Probably the defining moment came when I achieved those things I believed were unchangeable. I realized that the biggest obstacle for all of us is believing something is possible, when we had previously believed it wasn’t. When we believe something is impossible it changes the amount of effort we put in and it again becomes that self-fulfilling prophecy. When we know something’s possible it changes everything. So I realized if my mother was wrong about that then what else was she wrong about?

Changing Your Perception

I started to become mindful of the beliefs and attitudes that I had been brought up with. It didn’t matter if a person wasn’t beautiful or if they were overweight – they still had value and were worthy of love, care and respect. I would get very angry at the way my mother would dismiss people because of their physicality it really made me ill.

I became aware of when my fear of being judged was stopping me from trying and I pushed forward. I got very comfortable feeling uncomfortable, but in a different way than I had in the past. Now I would face my fear and I was able to find joy in the doing and being a part of life and part of activities I enjoyed. Facing your fears is scary – not living your life because of them is even more terrifying. When I stopped caring what other people thought of me I became less critical of them and a hell of a lot more compassionate towards them and myself.

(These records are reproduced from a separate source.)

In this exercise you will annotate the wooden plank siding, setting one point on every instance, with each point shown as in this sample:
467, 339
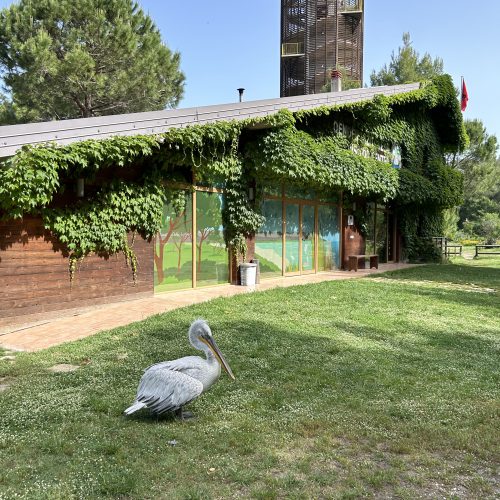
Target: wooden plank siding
34, 276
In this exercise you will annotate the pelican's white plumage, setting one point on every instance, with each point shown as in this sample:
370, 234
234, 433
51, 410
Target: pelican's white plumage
169, 385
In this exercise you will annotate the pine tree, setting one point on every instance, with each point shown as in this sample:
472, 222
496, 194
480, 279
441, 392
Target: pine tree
407, 66
80, 58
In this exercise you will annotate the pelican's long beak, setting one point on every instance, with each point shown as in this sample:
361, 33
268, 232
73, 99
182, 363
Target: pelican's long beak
220, 358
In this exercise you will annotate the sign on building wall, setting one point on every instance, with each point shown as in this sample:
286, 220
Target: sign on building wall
367, 149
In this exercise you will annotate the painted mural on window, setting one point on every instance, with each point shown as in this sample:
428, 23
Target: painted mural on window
212, 266
173, 249
269, 239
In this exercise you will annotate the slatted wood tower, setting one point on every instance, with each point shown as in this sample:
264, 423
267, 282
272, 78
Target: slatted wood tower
316, 36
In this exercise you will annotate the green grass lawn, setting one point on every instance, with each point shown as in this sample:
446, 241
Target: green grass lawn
378, 387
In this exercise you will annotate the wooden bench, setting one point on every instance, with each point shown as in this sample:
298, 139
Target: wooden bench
354, 260
485, 247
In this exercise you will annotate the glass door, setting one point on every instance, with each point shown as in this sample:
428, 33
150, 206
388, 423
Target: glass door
299, 240
307, 239
292, 238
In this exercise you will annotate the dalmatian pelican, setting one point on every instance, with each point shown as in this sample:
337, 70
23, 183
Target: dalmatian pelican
170, 385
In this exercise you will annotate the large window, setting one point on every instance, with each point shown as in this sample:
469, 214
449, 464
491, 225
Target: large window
381, 233
269, 239
173, 261
311, 239
328, 238
177, 264
212, 264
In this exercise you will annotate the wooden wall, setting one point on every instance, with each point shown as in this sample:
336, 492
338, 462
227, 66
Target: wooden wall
34, 276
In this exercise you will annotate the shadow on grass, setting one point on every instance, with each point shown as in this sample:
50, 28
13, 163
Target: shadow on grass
451, 273
294, 377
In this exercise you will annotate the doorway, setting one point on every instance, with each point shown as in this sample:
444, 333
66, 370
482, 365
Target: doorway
300, 238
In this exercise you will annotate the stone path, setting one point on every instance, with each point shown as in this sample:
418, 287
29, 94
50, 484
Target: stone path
66, 326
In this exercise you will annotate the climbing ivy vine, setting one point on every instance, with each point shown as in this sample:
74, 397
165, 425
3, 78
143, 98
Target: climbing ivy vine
299, 148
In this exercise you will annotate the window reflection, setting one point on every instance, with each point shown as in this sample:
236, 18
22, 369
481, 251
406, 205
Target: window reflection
173, 249
329, 238
212, 259
269, 239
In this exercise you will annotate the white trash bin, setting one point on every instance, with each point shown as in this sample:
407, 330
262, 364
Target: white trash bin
248, 273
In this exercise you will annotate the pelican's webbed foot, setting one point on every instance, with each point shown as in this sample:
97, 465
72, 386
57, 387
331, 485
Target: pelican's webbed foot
184, 415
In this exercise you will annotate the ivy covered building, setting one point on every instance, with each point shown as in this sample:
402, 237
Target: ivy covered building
101, 209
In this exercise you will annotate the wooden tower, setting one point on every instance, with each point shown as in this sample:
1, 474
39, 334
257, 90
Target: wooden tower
317, 36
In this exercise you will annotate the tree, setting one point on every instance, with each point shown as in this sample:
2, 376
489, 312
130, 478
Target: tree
481, 170
407, 66
69, 59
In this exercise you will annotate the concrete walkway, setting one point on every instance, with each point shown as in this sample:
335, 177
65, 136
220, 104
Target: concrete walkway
66, 326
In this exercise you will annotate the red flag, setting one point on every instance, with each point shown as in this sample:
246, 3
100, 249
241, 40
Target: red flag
465, 95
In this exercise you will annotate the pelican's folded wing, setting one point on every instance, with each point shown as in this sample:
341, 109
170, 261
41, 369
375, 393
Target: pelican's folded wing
190, 365
167, 390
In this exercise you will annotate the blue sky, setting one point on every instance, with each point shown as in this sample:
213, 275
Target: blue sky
226, 44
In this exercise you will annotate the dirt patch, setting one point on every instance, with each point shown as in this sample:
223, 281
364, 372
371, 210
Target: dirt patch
7, 358
63, 368
4, 384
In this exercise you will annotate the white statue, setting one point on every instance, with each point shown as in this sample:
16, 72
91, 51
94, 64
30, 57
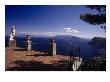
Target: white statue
11, 37
12, 33
28, 42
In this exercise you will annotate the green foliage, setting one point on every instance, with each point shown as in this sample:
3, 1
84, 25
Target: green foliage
95, 19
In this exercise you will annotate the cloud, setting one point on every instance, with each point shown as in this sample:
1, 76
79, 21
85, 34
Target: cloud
41, 33
70, 30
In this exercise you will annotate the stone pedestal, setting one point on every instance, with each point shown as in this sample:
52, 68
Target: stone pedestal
28, 46
12, 44
52, 48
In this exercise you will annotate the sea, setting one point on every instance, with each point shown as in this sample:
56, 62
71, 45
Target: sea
63, 45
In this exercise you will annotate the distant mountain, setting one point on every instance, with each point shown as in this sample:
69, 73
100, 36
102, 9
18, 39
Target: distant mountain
98, 42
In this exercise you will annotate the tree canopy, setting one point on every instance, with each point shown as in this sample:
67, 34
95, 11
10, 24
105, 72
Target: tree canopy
95, 19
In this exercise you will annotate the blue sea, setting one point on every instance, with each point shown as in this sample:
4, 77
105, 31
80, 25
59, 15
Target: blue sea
64, 45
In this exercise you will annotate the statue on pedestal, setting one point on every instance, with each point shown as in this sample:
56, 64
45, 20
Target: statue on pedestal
52, 47
12, 42
28, 43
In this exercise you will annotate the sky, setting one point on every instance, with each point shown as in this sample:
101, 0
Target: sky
50, 20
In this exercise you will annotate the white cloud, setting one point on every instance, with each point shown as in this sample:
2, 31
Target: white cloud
70, 30
67, 31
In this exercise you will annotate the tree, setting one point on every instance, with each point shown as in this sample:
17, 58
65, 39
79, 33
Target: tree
95, 19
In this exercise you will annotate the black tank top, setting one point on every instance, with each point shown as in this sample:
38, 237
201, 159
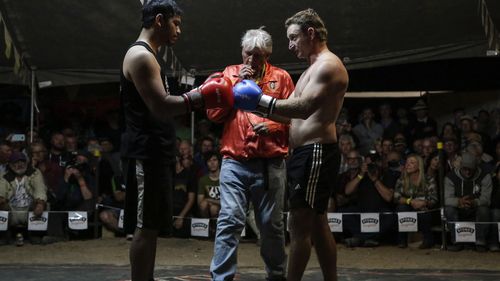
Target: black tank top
144, 136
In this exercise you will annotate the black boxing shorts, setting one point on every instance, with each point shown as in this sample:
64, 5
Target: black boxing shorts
311, 174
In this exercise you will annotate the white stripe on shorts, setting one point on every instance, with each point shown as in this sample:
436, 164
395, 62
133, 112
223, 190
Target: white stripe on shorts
139, 174
314, 174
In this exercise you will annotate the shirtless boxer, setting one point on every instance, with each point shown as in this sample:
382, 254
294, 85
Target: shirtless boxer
312, 110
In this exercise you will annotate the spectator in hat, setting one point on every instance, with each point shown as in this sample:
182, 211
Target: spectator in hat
466, 130
401, 145
451, 149
22, 189
468, 197
458, 112
424, 125
448, 131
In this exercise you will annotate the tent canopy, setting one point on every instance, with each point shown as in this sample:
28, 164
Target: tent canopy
77, 42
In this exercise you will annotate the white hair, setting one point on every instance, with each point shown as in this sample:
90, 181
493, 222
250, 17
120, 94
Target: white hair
257, 38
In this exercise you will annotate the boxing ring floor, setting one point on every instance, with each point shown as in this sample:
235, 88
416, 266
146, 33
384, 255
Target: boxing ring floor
198, 273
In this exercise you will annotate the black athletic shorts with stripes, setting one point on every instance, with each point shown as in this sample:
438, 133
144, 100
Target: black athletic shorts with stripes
311, 174
148, 195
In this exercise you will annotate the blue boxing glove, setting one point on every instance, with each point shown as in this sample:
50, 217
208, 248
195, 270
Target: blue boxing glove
248, 96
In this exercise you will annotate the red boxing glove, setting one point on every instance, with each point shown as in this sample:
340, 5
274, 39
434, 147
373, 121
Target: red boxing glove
216, 92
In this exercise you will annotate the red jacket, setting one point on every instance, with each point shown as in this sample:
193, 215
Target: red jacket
239, 141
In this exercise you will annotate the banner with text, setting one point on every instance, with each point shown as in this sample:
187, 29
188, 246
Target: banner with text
78, 220
38, 223
407, 222
370, 222
335, 222
465, 231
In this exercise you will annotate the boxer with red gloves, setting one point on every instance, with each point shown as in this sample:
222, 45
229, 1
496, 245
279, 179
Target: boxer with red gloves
148, 142
215, 92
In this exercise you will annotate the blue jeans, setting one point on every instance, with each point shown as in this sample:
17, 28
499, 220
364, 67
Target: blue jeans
241, 181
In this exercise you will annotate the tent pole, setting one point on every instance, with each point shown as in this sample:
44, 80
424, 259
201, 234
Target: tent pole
192, 128
33, 93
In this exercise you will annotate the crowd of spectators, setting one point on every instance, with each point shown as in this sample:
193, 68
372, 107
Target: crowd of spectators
390, 163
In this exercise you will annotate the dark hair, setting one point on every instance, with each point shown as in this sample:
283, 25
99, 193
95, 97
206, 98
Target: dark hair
211, 154
309, 18
429, 159
151, 8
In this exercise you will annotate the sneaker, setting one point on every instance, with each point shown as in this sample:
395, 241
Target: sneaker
371, 243
426, 245
36, 240
481, 249
353, 242
494, 248
19, 240
455, 248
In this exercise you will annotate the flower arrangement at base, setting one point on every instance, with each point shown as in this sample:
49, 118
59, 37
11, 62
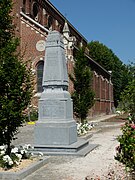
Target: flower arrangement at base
83, 128
15, 157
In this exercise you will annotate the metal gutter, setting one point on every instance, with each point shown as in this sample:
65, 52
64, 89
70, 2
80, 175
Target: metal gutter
34, 22
52, 6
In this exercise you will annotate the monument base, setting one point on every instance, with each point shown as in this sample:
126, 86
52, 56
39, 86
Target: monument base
55, 133
79, 148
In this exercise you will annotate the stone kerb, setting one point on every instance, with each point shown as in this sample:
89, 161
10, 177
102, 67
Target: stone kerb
19, 175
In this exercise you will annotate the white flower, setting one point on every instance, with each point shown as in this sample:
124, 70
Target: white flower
40, 154
10, 162
14, 150
27, 146
6, 158
19, 156
2, 152
23, 151
17, 162
2, 147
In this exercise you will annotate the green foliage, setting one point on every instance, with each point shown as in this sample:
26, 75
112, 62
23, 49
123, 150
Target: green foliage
126, 150
15, 83
128, 99
83, 96
107, 59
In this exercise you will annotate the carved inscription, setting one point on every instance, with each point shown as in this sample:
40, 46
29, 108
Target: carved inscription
52, 109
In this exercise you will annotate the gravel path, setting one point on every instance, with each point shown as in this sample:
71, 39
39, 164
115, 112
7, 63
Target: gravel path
99, 164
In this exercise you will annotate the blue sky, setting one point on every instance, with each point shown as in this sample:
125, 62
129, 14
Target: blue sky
111, 22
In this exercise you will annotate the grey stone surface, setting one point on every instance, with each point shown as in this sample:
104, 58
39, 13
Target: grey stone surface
55, 125
19, 175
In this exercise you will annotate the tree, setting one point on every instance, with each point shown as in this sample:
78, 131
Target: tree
15, 79
107, 59
83, 96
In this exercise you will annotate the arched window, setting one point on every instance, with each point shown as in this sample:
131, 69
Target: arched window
40, 67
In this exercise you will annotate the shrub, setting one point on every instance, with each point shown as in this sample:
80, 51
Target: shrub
15, 156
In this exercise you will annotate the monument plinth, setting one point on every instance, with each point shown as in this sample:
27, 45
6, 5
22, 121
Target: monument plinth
55, 131
55, 124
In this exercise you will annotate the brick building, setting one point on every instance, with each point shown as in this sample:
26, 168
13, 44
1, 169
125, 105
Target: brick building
34, 19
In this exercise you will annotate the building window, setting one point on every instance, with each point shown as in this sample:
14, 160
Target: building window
50, 22
40, 67
35, 10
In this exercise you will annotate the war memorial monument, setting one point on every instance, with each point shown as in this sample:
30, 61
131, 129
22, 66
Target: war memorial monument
55, 132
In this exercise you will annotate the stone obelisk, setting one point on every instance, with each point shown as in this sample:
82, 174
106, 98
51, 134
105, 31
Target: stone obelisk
55, 125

I stopped letting what other people thought of me affect me. Sure we all want to be liked but when I cared more about what I thought of me and less of what other people thought of me my life really changed. I came to the conclusion that I wasn’t going to hand over the reins to my self-esteem to a stranger, who didn’t know me, to determine my worth or what I could accomplish.

This acceptance of myself didn’t mean that I just gave up and didn’t try to change the things about me that I could change. I think we should all always be striving to be better, but in the meantime we should be out there living our lives laughing, and enjoying the moment, because this moment is all that we will ever have.

When you sit there waiting for conditions to be perfect you miss out on the right now. If you believe that others are good enough, but you’re not, you live life on the periphery, waiting and hoping that someday you will have your chance, then you will be waiting forever and watching your life pass you by.

The question is, how do you judge when you’re good enough? Is this an arbitrary place in time and space where once you’ve reached it an alarm will go off and then you can enjoy your life? Or is it one of those travelling set points that keeps moving every time you get close, so that it will never be achievable?

The definition of happiness and of having a good time has changed for me – it used to mean Saturday nights dancing at the Boom-Boom room, trying to pick-up guys with my girlfriends. Now it means being connected. It’s deep meaningful relationships with people I care about. It’s lively debates at dinner parties. It’s playing baseball with friends. It’s enjoying a BBQ at my brothers with the kids running around. It’s spending alone time at the cottage, it’s being in nature. It’s making a difference in the lives of others and it’s taking care of myself.

I don’t feel that I have to be perfect to enjoy my life anymore and at the same time I’m not afraid of doing things that challenge me to step away from my comfort zone. The only opinion that matters is my own and that opinion has become a hell of a lot less critical.

In the game of life there are players and there are passengers. Don’t spend your life waiting for some moment, some objective, or some person, to tell you that you’re good enough. Opportunity waits for no man. You can’t ask it to come back in 6 months when you’re ready. Life is a participation sport. Stop waiting and get in the game.